Environment: Hadoop, HDFS, Hive, Pig, Sqoop, Hbase, Hue, Linux, Map Reduce,Oozie, Apache Kafka, Cassandra and Flume.
Confidential, Englewood, CO
Hadoop Admin/ Developer
Responsibilities:
- Loaded customer data such as service installations, technical help line calls and interaction from the Confidential web site in to HDFS using Flume.
- Implemented 100 node CDH4 Hadoop cluster on Red hat Linux using Cloudera Manager.
- Optimized Map/Reduce Jobs to use HDFS efficiently by using various compression mechanisms.
- Developed Simple to complex Map/Reduce Jobs using Hive and Pig.
- Handled importing of data from various data source s, performed transformations using Hive, MapReduce, loaded data into HDFS and Migrated the data from MySQL to HDFS using Sqoop
- Analyzed the data by performing Hive queries and running Pig scripts to study customer behavior.
- Implemented business logic by writing UDFs in Java and used various UDFs from Piggybanks and other sources.
- Exported the analyzed data to the relational databases using Sqoop for visualization and to generate reports for the BI team.
- Continuous monitoring and managing the Hadoop cluster using Cloudera Manager.
- POC:
- Setup Amazon web services (AWS) to check whether Hadoop is a feasible solution or not.
- Setup Hadoop cluster using EC2 (Elastic MapReduce) on managed Hadoop Frame Work.
- Used Maven extensively for building MapReduce jar files and deployed it to Amazon Web Services (AWS) using EC2 virtual Servers in the cloud.

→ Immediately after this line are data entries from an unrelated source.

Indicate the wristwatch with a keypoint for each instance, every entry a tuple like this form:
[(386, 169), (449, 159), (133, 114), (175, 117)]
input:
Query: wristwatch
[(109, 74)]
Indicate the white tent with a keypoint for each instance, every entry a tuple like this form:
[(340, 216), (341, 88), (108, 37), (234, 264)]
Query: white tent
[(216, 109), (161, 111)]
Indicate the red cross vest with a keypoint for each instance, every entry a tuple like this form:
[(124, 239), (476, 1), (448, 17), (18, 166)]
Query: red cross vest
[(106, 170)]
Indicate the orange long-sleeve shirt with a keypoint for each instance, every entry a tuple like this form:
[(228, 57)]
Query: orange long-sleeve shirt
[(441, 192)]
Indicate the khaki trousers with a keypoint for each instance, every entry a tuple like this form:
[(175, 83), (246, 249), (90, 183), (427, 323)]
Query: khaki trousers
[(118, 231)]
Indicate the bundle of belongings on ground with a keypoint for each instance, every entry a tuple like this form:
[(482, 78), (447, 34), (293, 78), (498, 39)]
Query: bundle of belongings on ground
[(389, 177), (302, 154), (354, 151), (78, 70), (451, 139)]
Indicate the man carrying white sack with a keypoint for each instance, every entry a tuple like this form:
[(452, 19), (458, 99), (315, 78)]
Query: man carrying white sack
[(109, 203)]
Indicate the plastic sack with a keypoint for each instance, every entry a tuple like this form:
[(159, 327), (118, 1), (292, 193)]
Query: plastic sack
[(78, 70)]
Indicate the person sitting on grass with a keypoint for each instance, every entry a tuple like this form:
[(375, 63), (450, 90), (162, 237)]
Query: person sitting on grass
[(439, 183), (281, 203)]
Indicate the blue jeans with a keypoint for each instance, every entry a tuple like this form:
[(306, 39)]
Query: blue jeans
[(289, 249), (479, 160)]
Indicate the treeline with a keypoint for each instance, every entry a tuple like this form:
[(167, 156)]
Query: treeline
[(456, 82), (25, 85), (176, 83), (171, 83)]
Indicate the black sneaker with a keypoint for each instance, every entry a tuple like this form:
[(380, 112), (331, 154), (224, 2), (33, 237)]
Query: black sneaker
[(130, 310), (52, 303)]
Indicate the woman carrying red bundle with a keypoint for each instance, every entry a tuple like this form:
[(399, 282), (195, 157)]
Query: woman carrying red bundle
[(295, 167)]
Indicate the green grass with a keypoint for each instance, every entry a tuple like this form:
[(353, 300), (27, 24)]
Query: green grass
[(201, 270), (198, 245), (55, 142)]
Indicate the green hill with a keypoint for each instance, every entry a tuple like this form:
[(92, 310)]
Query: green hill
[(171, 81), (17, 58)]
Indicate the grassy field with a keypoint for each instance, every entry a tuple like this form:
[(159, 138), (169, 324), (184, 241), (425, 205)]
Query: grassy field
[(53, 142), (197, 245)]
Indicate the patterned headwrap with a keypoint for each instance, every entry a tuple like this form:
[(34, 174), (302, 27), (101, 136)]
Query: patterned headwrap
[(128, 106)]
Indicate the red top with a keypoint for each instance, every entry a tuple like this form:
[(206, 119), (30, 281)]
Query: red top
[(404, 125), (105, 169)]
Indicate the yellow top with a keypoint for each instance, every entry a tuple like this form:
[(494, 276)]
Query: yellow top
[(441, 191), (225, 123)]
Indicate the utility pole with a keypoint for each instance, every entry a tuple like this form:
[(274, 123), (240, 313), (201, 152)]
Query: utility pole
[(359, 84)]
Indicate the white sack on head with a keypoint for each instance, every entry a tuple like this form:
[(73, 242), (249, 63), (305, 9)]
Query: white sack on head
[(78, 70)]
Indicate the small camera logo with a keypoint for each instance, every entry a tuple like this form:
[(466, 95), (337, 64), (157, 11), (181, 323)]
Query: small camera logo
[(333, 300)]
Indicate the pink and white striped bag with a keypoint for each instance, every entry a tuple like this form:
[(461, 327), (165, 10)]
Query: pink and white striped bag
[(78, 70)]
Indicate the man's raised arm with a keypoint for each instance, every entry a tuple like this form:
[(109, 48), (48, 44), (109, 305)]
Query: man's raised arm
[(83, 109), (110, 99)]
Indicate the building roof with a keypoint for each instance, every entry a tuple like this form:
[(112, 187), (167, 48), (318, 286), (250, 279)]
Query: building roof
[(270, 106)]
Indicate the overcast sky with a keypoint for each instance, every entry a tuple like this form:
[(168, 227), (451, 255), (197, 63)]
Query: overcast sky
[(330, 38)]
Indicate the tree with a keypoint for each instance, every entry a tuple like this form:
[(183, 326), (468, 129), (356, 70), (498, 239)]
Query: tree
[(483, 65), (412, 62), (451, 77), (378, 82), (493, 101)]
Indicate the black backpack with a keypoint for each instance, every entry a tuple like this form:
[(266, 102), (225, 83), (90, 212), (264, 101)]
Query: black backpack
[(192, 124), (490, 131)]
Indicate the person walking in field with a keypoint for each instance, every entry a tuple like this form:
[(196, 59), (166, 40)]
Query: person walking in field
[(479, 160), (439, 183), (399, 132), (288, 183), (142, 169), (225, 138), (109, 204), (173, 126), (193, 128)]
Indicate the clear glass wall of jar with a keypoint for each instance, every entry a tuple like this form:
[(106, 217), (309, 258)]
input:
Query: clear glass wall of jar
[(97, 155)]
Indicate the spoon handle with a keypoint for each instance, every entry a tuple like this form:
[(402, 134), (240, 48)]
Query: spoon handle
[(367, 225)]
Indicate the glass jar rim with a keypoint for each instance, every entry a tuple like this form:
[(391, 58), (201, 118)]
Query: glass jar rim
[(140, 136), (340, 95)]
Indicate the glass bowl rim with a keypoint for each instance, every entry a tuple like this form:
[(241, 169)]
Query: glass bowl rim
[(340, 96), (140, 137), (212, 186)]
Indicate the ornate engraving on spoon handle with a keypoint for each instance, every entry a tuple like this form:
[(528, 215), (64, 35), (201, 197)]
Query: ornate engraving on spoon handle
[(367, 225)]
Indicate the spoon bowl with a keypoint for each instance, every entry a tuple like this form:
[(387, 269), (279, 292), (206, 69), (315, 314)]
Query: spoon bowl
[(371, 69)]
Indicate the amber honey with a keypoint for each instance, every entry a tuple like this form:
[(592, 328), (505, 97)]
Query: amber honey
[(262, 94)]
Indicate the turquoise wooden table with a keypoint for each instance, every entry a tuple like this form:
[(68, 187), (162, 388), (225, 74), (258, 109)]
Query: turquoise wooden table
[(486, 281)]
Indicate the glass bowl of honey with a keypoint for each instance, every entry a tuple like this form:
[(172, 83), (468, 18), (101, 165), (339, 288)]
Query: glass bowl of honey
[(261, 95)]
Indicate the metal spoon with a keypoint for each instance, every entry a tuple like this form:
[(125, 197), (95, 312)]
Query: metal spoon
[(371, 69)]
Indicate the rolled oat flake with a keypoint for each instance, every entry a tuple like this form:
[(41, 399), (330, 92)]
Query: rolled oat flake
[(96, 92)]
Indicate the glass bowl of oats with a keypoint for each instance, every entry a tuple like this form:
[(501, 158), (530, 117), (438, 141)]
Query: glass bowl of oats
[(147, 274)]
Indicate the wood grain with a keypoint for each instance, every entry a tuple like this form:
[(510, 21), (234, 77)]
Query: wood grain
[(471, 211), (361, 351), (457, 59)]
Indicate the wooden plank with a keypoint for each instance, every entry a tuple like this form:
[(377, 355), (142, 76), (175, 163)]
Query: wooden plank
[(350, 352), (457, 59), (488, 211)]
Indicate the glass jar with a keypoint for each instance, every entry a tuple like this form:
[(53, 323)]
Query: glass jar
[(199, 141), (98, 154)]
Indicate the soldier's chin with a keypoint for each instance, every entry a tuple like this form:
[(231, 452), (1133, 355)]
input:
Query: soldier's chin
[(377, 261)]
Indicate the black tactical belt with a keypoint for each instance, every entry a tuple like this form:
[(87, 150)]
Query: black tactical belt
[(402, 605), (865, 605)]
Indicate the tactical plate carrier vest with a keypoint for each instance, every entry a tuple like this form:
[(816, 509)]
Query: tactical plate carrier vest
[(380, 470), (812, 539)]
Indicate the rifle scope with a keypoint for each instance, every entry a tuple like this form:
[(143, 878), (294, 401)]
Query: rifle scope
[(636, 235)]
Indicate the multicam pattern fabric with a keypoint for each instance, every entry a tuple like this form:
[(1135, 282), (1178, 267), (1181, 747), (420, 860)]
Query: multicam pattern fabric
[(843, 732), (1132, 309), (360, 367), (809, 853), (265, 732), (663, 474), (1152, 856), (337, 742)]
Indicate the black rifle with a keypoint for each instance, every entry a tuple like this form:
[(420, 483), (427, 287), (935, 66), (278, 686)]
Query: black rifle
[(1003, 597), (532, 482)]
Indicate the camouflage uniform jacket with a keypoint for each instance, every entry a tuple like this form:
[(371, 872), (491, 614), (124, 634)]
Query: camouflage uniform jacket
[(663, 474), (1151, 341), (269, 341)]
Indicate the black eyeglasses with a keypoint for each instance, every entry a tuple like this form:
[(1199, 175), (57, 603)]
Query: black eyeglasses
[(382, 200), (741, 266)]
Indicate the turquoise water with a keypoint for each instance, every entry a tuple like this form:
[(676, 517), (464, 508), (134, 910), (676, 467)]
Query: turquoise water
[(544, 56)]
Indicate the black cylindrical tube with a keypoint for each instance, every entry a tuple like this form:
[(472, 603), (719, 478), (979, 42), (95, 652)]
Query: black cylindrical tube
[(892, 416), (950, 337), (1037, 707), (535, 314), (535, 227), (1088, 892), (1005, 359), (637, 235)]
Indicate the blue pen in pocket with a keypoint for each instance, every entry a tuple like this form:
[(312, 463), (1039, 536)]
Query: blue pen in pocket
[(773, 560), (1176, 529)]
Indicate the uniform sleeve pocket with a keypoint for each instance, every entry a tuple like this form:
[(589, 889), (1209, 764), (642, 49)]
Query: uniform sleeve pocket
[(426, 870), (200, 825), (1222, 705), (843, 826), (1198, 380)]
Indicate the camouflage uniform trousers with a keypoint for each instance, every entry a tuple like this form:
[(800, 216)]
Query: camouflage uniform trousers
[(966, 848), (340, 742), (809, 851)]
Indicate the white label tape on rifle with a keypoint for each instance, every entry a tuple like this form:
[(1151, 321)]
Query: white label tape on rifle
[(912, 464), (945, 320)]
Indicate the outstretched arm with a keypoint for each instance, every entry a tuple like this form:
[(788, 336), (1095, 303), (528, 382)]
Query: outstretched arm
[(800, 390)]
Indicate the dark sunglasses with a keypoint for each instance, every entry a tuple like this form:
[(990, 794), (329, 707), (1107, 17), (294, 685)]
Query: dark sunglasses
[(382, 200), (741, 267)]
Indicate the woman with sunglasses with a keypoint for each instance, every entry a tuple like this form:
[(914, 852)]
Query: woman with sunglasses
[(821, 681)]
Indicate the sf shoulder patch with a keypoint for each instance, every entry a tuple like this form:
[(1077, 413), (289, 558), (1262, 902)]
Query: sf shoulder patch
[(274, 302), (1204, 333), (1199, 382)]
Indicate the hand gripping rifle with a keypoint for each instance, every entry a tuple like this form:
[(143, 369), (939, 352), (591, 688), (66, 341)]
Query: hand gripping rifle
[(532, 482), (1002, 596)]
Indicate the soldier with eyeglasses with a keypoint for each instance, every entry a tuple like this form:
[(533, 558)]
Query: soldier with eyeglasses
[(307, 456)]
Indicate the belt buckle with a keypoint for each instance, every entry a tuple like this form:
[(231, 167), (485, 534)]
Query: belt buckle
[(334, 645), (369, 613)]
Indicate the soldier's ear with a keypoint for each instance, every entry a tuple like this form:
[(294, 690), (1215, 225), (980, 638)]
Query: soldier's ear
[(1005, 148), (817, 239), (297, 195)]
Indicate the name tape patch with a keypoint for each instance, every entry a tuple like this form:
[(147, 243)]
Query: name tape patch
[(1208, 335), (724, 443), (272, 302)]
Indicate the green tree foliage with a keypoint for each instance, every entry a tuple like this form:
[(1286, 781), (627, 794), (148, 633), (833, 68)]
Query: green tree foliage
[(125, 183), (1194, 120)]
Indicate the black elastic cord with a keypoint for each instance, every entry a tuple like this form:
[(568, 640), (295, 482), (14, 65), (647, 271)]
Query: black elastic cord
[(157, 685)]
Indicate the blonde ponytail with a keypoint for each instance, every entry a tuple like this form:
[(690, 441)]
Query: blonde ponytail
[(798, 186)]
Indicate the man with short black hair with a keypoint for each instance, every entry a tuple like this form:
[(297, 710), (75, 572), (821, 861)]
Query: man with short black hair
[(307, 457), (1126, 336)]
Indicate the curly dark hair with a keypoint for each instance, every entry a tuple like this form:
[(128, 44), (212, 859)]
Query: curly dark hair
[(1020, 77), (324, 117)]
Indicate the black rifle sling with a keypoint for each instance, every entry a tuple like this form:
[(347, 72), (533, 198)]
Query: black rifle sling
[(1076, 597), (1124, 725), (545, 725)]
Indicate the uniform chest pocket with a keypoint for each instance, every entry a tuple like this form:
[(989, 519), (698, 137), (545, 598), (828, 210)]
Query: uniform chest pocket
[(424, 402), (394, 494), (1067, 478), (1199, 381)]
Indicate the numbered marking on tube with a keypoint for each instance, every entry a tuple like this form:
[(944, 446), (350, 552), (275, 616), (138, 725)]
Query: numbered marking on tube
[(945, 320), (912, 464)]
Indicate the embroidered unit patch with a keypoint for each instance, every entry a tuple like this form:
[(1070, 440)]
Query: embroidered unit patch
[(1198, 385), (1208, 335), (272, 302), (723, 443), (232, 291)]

- Used S3 Bucket to store the jar’s, input datasets and used Dynamo DB to store the processed output from the input data sets.
Environment: CDH4, Cloudera Manager, MapReduce, HDFS, Hive, Pig, HBase, Flume, MySQL, Sqoop, Oozie, AWS.
Confidential
Java developer
Responsibilities:
- Identified System Requirements and Developed System Specifications, responsible for high-level design and development of use cases.
- Involved in designing Database Connections using JDBC.
- Involved in design and Development of UI using HTML, JavaScript and CSS.
- Developed coded, tested, debugged and deployed JSPs and Servlets for the input and output forms on the web browsers.
- Created Java Beans accessed from JSPs to transfer data across tiers.
- Database Modification using SQL, PL/SQL, Stored procedures, triggers, Views in Oracle9i.
- Experience in going through bug queue, analyzing and fixing bugs, escalation of bugs.
- Involved in Significant customer interaction resulting in stronger Customer Relationships.
- Responsible for working with other developers across the globe on implementation of common solutions.
- Involved in Unit Testing.
Environment: Tomcat Web Server, Jdk1.6, Servlets, JDBC, JSP, Oracle 9i, HTML, DHTML, XML, CSS, Java Script, Windows.
Confidential
Java Developer
Responsibilities:
- Developed the user interface screens using Swing for accepting various system inputs such as contractual terms, monthly data pertaining to production, inventory and transportation.
- Involved in designing Database Connections using JDBC.
- Involved in design and Development of UI using HTML, JavaScript and CSS.
- Involved in creating tables, stored procedures in SQL for data manipulation and retrieval using SQL SERVER 2000, Database Modification using SQL, PL/SQL, Stored procedures, triggers, Views in Oracle.
- Developed the business components (in core Java) used for the calculation module (calculating various entitlement attributes).
- Involved in the logical and physical database design and implemented it by creating suitable tables, views and triggers.
- Created the related procedures and functions used by JDBC calls in the above components.
- Involved in fixing bugs and minor enhancements for the front-end modules.
Environment: JDK 1.3, Swing, JDBC, JavaScript, HTML, Resin, SQL Server 2000, Textpad, Toad, MS Visual SourceSafe,Windows 2000, HP UNIX.